Tre importanti domande

1) Come viene salvato l’uomo dai suoi peccati? Credendo (cioè mediante la fede) e quindi per grazia, secondo che è scritto: “Poiché gli è per grazia che voi siete stati salvati, mediante la fede” (Efesini 2:8), e quindi non in virtù d’opere buone che abbia fatto affinché egli non si glori nel cospetto di Dio (cfr. Tito 3:5; Efesini 2:9).

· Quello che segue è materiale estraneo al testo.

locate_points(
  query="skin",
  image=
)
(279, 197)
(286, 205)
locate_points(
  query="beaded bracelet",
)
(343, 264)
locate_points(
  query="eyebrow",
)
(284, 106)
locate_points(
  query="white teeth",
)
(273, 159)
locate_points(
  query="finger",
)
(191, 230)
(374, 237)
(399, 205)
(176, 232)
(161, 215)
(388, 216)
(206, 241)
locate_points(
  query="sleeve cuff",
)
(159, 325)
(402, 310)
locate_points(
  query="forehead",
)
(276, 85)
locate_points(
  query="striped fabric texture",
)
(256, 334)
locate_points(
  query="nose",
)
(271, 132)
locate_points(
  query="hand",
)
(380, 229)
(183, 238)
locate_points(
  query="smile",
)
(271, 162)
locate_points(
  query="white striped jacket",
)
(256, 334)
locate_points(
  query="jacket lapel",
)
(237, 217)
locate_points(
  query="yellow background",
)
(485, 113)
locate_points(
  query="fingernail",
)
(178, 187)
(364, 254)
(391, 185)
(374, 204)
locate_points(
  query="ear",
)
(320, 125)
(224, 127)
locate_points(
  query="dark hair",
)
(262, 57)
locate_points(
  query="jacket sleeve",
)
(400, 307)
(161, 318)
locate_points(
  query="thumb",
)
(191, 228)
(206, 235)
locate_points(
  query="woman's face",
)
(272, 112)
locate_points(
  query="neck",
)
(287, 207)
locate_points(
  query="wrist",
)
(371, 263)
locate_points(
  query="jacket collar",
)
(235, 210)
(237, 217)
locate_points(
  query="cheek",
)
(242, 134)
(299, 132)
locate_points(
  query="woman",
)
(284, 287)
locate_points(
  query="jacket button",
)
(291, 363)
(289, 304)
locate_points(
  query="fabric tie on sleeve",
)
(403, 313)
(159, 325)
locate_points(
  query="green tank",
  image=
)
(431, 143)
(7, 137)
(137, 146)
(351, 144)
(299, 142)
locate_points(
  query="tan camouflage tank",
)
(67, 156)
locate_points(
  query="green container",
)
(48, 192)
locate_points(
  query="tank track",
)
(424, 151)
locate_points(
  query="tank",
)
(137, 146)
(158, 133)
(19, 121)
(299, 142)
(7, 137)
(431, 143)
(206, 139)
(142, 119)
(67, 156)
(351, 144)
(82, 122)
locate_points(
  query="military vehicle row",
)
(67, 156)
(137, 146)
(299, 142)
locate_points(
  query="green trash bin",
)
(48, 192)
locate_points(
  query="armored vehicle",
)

2) Credendo in che cosa? Nell’Evangelo, cioè nella «Buona Novella che Gesù è il Cristo» (Atti 5:42), e quindi che “Cristo è morto per i nostri peccati, secondo le Scritture; che fu seppellito; che risuscitò il terzo giorno, secondo le Scritture; che apparve” (1 Corinzi 15:3-5), “ai testimoni ch’erano prima stati scelti da Dio” (Atti 10:41). Quindi coloro che non credono nell’Evangelo rimangono sotto il peccato, l’ira di Dio resta sopra di loro e moriranno nei loro peccati andandosene nelle fiamme dell’Ades. Non c’è salvezza fuori dall’Evangelo, perché non c’è salvezza fuori da Gesù Cristo, secondo che è scritto: “E in nessun altro è la salvezza; poiché non v’è sotto il cielo alcun altro nome che sia stato dato agli uomini, per il quale noi abbiamo ad esser salvati” (Atti 4:12).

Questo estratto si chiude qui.